# Log Cabin wall moulding



## logcabinheadache (Jan 14, 2009)

Am trying to come up with a way to make a pattern of the horizontal wall logs of my house, as they meet the drywall of the inside walls, so I can cut molding to coutour and block out light and noise from the next room. Have 9' ceilings, so pattern can be made in 2/3 sections, but can't think of anything that will mold then harden to be used as a pattern. Thanks for your help!


----------



## 12penny (Nov 21, 2008)

scribe and cut with jigsaw?


----------



## firehawkmph (Apr 26, 2008)

Log Cabin,
Could you post some pics? I have seen guys route a groove in the logs to accept the drywall. If your studwalls are up already this wouldn't work to easily. You get a good scribing tool and use a piece of 1/4" luan for your pattern. Tack a strip (3-4" wide) on the wall up against your logs, set your scriber up and trace the pattern onto the luan. Cut it out on the bandsaw and you would have a pattern to work with. 
Mike Hawkins


----------



## JoshuaHoffman (Nov 22, 2008)

Hi, True North Log Homes has a great book that includes many details that might help you. I don't work for them but have attended one of their workshops at a trade show and they are very knowledgable and consumer friendly [email protected]
Joshuastrees.net:thumbsup::thumbsup:


----------



## scribbles (Mar 2, 2009)

firehawkmph said:


> Log Cabin,
> Could you post some pics? I have seen guys route a groove in the logs to accept the drywall. If your studwalls are up already this wouldn't work to easily. You get a good scribing tool and use a piece of 1/4" luan for your pattern. Tack a strip (3-4" wide) on the wall up against your logs, set your scriber up and trace the pattern onto the luan.
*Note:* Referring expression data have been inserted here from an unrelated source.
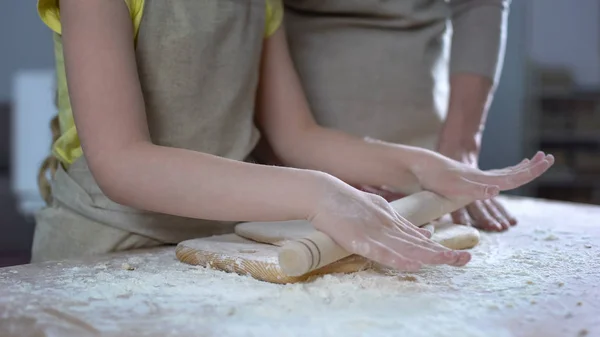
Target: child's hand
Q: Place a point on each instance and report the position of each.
(365, 224)
(451, 178)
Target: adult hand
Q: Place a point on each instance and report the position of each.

Cut it out on the bandsaw and you would have a pattern to work with.
> Mike Hawkins


 
This I would do, get a good pattern, and carve away. You can also use heavy cardboard; and just cut with a sharp razorblade. You can usually find for free if you look around. Time and patience.


----------



## lacKailey (Sep 28, 2009)

If you are looking for quality custom log homes in the U.S, Canada or Europe, you should consider Brian Moore Log Homes. They build incredible houses.


----------



## woodnthings (Jan 24, 2009)

*Sell him a new log home?*

If you are looking for quality custom log homes in the U.S, Canada or Europe, you should consider Brian Moore Log Homes. They build incredible houses. 
__________________
He just wants to put a moulding up.....hmmmmm... maybe you are advertising here for free? :thumbdown: bill


----------